The two most common treatments for SIBO in patients with IBS are oral antibiotics and probiotics. Probiotics are live bacteria that, when ingested by an individual, result in a health benefit. The most common probiotic bacteria are lactobacilli (also used in the production of yogurt) and bifidobacteria. Both of these bacteria are found in the intestine of normal individuals. There are numerous explanations for how probiotic bacteria might benefit individuals. However, the beneficial action has not been identified clearly.

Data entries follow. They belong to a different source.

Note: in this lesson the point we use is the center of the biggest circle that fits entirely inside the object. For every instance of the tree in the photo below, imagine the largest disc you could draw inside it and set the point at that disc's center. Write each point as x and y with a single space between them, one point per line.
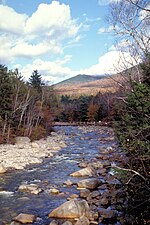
130 20
6 91
36 81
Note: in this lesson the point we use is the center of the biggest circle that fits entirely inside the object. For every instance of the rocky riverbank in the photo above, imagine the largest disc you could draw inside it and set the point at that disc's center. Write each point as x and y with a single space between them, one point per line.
93 193
25 152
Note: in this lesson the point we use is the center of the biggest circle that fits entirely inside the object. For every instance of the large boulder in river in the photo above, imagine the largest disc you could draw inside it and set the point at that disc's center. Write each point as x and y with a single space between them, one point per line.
2 170
32 188
88 171
90 183
25 218
83 220
71 209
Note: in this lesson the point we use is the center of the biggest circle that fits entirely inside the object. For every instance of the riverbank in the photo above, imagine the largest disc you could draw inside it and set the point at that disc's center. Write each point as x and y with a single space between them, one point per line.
25 152
79 174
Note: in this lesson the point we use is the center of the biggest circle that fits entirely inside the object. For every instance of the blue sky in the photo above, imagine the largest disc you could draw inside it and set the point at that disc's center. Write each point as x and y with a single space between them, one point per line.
58 38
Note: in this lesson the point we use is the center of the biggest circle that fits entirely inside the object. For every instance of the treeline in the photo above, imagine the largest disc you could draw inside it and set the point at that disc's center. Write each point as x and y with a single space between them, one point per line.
85 108
26 108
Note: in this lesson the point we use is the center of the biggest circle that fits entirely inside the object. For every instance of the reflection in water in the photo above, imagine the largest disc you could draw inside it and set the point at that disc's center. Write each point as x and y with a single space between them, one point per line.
82 145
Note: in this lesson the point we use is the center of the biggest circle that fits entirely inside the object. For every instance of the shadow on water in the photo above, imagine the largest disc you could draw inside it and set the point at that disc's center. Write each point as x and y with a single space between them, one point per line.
81 145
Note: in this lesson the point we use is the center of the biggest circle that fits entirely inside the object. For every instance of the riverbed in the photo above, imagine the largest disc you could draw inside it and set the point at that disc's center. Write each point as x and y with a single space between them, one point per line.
83 144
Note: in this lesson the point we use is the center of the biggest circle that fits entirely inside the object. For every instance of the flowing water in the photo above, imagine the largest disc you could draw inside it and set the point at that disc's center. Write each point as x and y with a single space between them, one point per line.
83 144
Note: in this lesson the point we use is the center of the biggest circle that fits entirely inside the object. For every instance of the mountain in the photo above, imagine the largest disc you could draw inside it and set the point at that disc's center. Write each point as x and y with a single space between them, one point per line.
81 78
87 85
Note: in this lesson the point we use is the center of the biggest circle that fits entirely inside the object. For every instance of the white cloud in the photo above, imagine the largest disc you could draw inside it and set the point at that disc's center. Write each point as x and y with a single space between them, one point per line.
51 71
11 21
43 33
106 2
3 2
52 20
112 62
109 29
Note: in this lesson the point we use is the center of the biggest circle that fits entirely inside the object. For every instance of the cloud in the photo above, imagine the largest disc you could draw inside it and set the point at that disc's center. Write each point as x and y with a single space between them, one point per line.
42 33
112 62
106 2
11 21
52 71
52 20
109 29
3 2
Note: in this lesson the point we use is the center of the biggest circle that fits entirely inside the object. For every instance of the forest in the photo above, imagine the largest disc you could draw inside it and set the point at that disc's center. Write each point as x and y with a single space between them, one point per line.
30 108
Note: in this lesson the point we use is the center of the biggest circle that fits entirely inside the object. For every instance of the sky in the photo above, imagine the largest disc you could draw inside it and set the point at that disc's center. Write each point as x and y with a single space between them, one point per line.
60 38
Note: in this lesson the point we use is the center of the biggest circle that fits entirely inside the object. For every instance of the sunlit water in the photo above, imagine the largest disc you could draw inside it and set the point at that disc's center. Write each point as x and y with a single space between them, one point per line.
81 145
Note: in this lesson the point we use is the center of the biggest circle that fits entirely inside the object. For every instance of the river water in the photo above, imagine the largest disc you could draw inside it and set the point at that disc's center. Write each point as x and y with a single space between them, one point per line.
83 144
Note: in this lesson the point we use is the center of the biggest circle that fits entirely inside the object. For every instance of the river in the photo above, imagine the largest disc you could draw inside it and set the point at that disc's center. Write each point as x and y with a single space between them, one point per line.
83 144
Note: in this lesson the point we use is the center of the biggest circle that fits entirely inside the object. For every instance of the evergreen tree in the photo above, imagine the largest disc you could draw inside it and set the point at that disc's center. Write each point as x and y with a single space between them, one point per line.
36 81
6 91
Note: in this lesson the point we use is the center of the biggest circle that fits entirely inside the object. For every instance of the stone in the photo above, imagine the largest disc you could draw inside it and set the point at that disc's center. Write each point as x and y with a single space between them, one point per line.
22 140
84 193
35 145
71 209
73 196
13 223
90 183
54 191
54 222
2 170
88 171
25 218
106 213
68 182
32 188
67 223
83 164
83 220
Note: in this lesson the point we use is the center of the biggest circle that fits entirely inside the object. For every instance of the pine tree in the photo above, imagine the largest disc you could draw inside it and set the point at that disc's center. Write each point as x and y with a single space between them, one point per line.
36 81
6 91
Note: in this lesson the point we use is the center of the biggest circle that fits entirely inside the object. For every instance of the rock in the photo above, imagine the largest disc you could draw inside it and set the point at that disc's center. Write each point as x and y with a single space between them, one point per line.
73 196
35 145
22 140
54 191
84 193
88 171
71 209
54 222
67 223
102 171
32 188
68 182
2 170
14 223
91 183
106 213
83 164
82 221
25 218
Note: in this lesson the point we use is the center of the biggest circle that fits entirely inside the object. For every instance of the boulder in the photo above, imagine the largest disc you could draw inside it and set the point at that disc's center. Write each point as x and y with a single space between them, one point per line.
88 171
106 213
71 209
67 223
2 170
68 182
54 222
84 193
22 140
90 183
54 191
32 188
82 221
25 218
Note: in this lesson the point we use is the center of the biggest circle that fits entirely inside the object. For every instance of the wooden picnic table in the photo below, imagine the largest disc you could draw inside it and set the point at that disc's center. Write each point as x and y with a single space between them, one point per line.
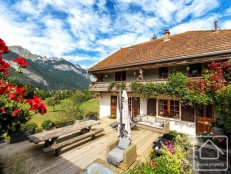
51 136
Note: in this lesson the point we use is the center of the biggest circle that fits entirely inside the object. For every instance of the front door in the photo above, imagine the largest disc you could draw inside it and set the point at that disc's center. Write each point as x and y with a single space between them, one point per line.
151 107
204 116
135 107
113 105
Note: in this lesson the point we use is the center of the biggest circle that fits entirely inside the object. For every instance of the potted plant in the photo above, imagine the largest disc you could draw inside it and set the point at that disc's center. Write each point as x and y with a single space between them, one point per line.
217 127
47 125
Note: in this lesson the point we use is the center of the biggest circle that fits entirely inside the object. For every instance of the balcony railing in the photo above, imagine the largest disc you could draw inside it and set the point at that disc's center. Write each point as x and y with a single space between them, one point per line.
103 86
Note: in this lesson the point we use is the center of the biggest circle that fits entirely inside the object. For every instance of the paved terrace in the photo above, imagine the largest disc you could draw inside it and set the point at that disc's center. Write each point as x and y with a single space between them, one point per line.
25 157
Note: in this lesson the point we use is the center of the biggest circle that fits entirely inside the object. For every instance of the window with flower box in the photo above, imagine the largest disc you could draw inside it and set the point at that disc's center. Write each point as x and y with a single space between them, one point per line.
169 108
194 70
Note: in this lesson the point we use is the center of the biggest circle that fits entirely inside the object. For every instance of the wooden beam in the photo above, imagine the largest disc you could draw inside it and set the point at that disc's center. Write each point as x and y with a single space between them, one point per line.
166 63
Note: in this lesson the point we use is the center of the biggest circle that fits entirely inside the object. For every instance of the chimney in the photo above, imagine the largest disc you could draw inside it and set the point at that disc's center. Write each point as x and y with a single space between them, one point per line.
166 35
215 25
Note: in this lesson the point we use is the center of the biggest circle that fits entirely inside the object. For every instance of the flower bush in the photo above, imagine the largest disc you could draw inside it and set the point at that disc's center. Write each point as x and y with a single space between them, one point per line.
173 159
48 124
15 109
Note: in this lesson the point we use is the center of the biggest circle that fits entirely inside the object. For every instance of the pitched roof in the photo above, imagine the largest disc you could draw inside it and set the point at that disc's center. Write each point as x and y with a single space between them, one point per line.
184 44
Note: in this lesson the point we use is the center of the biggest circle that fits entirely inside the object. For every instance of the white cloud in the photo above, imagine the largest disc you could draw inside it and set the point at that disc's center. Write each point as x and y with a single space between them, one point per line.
77 29
226 25
196 24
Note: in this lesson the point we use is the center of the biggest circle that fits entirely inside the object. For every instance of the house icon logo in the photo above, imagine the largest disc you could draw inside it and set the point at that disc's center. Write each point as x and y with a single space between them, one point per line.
208 156
211 144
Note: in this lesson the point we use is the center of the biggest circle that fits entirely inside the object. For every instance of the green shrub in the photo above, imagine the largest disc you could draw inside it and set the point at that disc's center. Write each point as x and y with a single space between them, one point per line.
47 124
92 114
174 163
31 125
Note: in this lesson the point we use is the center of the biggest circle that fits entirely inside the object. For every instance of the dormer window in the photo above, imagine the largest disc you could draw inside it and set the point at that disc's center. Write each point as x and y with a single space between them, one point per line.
194 70
120 76
163 72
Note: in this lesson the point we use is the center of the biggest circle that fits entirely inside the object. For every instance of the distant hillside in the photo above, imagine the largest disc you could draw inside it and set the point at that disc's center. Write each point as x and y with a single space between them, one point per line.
48 73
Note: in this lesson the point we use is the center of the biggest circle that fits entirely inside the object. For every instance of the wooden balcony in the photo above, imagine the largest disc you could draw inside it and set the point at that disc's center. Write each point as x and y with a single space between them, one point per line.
103 86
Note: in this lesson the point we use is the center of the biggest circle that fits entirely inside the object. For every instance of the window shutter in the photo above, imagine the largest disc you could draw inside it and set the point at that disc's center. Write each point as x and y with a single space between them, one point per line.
187 113
151 106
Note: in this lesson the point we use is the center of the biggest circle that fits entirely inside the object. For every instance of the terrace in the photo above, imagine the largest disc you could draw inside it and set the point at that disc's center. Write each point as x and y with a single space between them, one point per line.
26 157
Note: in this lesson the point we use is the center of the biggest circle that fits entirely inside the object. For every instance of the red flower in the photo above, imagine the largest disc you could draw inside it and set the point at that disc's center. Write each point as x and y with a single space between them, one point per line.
36 104
4 66
2 110
13 97
21 62
15 112
20 91
4 88
153 164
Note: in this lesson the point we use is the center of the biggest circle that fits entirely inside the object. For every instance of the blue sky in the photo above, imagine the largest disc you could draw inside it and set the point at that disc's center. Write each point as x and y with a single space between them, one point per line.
87 31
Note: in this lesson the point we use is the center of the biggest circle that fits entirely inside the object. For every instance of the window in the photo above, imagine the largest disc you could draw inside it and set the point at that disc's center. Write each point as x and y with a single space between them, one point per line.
194 70
163 72
120 76
205 111
169 108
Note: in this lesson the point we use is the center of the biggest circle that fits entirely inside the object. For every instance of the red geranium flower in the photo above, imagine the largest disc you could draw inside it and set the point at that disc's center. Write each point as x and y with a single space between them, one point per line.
153 164
2 110
21 62
15 112
4 66
36 104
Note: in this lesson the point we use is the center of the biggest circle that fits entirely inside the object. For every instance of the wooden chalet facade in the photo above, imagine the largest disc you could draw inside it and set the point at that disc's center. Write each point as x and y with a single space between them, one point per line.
152 61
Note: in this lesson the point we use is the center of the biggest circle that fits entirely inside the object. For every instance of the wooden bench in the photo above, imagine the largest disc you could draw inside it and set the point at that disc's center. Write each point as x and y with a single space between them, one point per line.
58 146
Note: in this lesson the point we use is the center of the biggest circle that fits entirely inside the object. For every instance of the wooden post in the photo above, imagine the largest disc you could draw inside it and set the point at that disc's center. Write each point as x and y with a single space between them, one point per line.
121 107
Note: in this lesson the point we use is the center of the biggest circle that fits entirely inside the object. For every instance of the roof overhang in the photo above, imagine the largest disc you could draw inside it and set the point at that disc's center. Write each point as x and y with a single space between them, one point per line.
207 55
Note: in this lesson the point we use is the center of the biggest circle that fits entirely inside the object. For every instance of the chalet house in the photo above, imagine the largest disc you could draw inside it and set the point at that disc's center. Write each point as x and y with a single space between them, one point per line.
152 61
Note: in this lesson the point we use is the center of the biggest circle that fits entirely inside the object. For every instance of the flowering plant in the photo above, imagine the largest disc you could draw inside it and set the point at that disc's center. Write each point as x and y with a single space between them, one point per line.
170 146
15 109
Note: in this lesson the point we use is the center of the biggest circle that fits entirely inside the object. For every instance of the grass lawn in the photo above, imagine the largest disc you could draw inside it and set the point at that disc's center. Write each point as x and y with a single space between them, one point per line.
90 105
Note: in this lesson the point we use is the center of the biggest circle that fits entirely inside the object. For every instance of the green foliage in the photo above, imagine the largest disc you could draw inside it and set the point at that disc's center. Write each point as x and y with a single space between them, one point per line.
117 85
92 114
31 125
175 87
148 90
174 163
72 109
53 101
47 124
42 93
144 168
223 105
181 140
63 123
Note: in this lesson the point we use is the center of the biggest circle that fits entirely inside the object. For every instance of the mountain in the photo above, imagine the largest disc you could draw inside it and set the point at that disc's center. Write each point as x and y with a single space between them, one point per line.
48 73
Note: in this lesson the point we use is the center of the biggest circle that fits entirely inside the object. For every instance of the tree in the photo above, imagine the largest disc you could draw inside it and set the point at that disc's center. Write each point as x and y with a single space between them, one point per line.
15 109
215 88
53 101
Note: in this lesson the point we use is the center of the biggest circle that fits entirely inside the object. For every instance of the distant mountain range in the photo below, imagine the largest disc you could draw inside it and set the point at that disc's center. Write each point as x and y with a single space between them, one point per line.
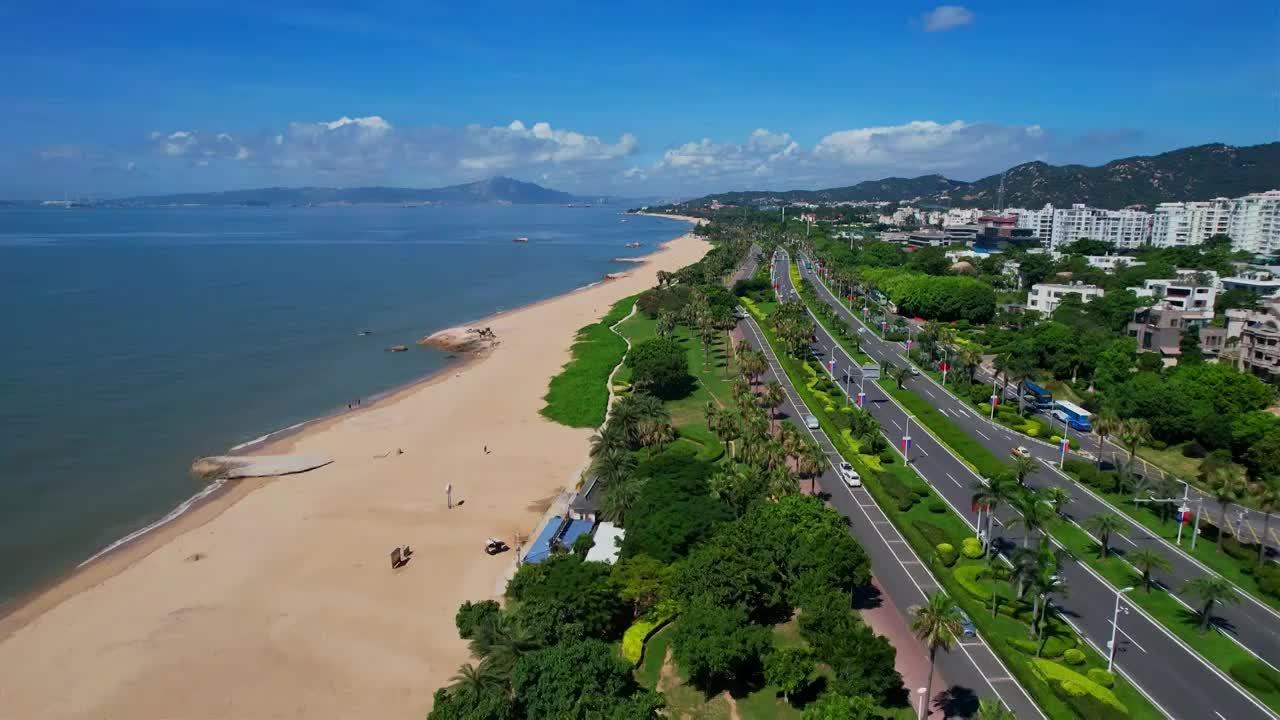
488 191
1192 173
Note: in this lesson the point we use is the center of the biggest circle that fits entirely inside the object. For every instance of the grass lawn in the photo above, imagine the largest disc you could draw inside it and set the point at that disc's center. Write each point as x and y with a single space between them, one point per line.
1173 461
577 396
927 522
689 413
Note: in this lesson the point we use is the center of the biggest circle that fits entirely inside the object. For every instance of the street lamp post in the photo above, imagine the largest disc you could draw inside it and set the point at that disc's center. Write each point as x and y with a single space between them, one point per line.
1115 624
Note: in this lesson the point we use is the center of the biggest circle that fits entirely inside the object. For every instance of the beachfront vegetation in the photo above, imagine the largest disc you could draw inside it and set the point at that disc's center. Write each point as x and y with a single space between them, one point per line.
735 586
579 395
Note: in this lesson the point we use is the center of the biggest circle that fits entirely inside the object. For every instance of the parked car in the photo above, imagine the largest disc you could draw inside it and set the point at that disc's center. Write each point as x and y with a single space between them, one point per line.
850 475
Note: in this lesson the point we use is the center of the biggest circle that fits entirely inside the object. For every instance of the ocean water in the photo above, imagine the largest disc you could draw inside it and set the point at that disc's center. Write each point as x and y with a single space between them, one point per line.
135 341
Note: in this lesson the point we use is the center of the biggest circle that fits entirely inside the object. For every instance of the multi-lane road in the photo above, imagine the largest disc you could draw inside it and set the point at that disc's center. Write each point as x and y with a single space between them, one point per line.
1251 623
1164 668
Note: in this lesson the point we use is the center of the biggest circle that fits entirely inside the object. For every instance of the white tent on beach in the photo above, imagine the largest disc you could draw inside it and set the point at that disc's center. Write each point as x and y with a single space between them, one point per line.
608 541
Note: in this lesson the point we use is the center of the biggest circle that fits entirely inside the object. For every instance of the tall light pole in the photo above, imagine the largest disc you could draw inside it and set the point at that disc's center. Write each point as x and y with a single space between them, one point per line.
1115 624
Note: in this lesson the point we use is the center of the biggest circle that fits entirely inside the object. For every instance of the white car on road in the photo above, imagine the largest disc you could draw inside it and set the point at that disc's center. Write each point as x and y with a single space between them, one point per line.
850 475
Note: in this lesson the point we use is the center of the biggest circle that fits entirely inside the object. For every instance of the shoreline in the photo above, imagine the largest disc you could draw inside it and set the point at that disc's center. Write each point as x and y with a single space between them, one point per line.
206 515
277 441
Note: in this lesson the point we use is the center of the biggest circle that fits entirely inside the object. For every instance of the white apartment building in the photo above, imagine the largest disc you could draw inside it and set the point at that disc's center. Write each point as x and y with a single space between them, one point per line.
1255 224
1045 297
1123 228
1040 222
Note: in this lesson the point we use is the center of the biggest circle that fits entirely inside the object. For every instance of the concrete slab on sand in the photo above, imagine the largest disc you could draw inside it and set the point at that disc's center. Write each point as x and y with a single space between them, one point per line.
257 465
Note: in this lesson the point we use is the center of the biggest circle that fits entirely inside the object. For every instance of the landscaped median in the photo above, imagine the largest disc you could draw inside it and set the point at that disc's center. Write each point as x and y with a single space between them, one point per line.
579 395
1164 607
1068 688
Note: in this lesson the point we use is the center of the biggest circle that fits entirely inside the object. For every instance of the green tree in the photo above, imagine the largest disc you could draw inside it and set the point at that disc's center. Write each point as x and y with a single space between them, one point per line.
641 582
474 615
661 367
1211 589
717 646
789 669
580 680
1105 524
1226 484
487 703
1147 561
1188 347
991 709
937 624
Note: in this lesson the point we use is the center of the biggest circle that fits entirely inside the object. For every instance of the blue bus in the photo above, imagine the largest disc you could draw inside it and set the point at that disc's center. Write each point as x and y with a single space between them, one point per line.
1041 397
1074 415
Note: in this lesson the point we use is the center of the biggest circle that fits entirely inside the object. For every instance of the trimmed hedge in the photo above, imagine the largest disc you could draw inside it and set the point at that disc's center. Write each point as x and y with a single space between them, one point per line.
947 554
1086 697
1256 675
935 534
1101 677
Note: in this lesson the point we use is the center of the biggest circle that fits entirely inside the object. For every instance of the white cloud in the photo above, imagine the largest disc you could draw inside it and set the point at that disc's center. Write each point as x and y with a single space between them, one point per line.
775 160
946 17
366 147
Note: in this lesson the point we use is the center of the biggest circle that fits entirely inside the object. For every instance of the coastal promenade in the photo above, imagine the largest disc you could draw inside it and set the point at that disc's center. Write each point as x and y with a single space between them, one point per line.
278 600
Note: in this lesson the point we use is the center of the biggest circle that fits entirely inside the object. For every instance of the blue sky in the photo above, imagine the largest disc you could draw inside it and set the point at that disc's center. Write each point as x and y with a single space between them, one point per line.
138 96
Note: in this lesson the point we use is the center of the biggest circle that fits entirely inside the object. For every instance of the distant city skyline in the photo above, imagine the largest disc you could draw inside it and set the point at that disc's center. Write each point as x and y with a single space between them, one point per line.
145 98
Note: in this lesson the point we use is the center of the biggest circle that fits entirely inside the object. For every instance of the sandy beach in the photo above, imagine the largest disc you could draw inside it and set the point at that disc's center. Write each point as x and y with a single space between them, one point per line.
277 598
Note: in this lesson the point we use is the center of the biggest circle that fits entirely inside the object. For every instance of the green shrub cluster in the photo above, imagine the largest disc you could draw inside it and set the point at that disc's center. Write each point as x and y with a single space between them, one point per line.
947 554
1256 675
932 533
1086 697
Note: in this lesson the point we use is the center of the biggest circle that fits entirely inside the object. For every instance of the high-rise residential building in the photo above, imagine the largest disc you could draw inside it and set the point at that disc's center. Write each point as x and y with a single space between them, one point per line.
1255 224
1040 222
1178 224
1124 228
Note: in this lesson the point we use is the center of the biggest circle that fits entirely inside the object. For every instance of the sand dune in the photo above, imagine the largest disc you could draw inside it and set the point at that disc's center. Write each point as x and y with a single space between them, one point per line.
278 600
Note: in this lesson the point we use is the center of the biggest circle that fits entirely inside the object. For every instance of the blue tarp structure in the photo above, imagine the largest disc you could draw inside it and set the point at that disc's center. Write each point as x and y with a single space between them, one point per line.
542 546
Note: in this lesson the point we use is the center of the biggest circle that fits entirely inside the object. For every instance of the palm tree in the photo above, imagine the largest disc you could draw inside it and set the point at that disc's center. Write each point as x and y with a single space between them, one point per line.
1106 424
1033 514
1211 589
991 709
613 465
810 463
1000 491
1023 466
1225 483
666 323
1057 499
1134 432
1266 496
475 678
937 624
618 499
1105 524
781 483
773 399
900 376
1147 560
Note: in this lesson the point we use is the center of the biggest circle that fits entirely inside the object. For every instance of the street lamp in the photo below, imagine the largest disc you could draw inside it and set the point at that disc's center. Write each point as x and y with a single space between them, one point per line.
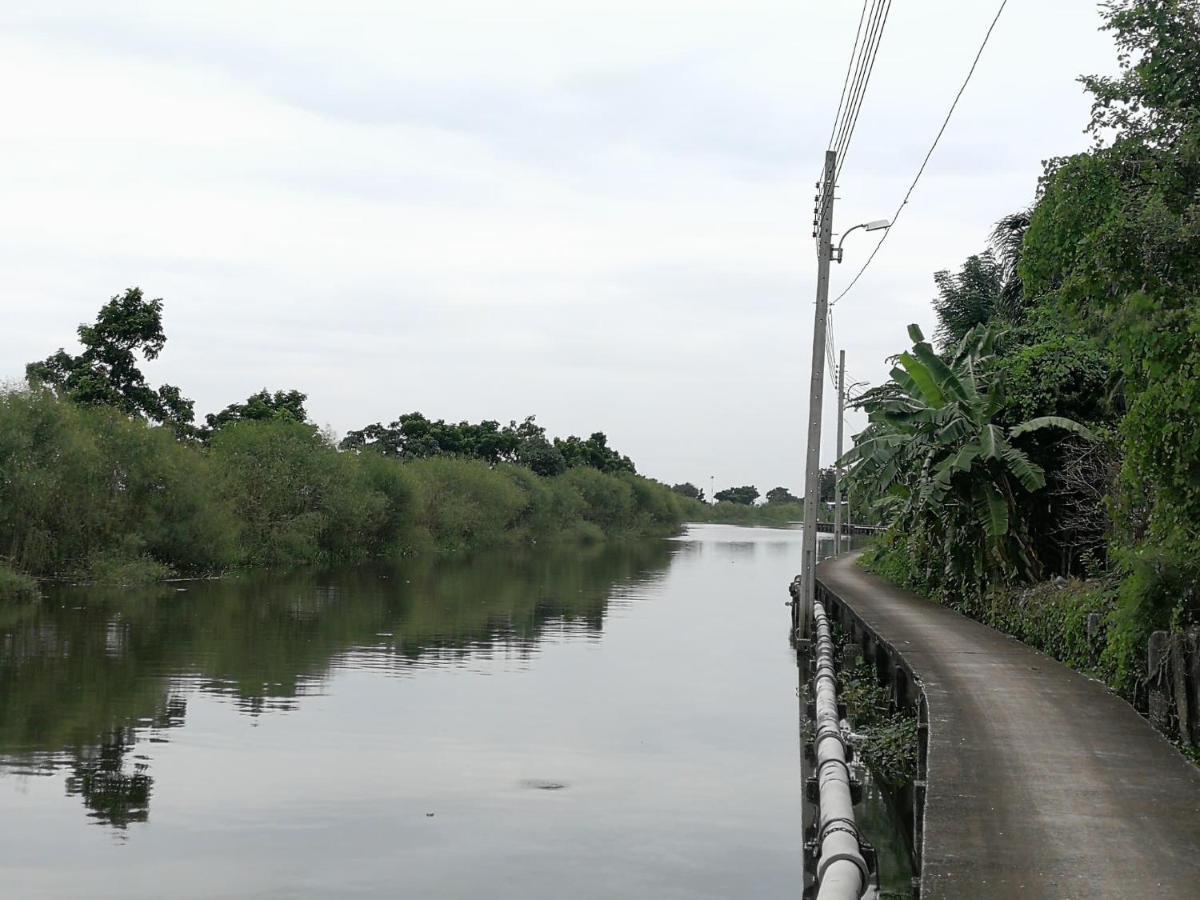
874 226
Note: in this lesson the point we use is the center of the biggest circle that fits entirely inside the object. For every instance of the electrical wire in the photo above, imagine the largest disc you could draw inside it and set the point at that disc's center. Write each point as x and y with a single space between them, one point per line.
862 63
862 94
845 82
933 147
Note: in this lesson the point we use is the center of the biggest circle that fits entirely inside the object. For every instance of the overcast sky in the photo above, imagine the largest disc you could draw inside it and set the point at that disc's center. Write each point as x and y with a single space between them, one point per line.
597 213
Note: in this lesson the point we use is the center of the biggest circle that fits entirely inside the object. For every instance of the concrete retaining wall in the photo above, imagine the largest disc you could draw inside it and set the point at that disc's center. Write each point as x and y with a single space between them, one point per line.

It may be that the probiotic bacteria inhibit other bacteria in the intestine that may be causing symptoms, or it may be that the probiotic bacteria act on the host's intestinal immune system to suppress inflammation.
Several antibiotics either alone or in combination have been reported in scientific studies to be successful in treating IBS. Treatment success, when measured by either symptom improvement or by the normalization of the hydrogen breath test, ranges from 40%-70%. When one antibiotic fails, the doctor may add another antibiotic or change to a different antibiotic. However, the doses of antibiotics, the duration of treatment, and the need for maintenance therapy to prevent recurrence of SIBO have not been adequately studied. Most physicians use standard doses of antibiotics for one to two weeks. Probiotics may be used alone, in combination with antibiotics, or for prolonged maintenance. When probiotics are used, it probably is best to use one of the several probiotics that have been studied in medical trials and shown to have an effect on the small intestine, though not necessarily in SIBO. The commonly sold probiotics in health-food stores may not be effective. Moreover, they often do not contain the bacteria stated on the labels or the bacteria are dead. The following are some treatment options:
It is the author's personal belief that for short-term (one to two weeks) treatment, antibiotics are more effective than probiotics. However, antibiotics do have certain disadvantages. Specifically, symptoms tend to recur after treatment is discontinued, and prolonged or repeated courses of treatment may be necessary in some patients. Physicians are reluctant to prescribe prolonged or repeated courses of antibiotics because of concern over long-term side effects of the antibiotics and the emergence of bacteria that are resistant to the antibiotics. Physicians have less concern over long-term side effects or the emergence of resistant bacteria with probiotics and, therefore, are more willing to prescribe probiotics repeatedly and for prolonged periods. One option is to initially treat the patient with a short course of antibiotics and then long term with probiotics. Long-term studies comparing antibiotics, probiotics, and combinations of antibiotics and probiotics are badly needed.
One of the major impediments to understanding the role of SIBO in causing disease is the lack of a good test for diagnosis. In the last few years, a new technique for studying intestinal bacteria has been developed that is promising. Bacterial RNA is extracted from samples of stool and then analyzed. The DNA analysis can determine the types of bacteria present as well as their numbers. Perhaps this new technique will be useful in clarifying the importance of SIBO.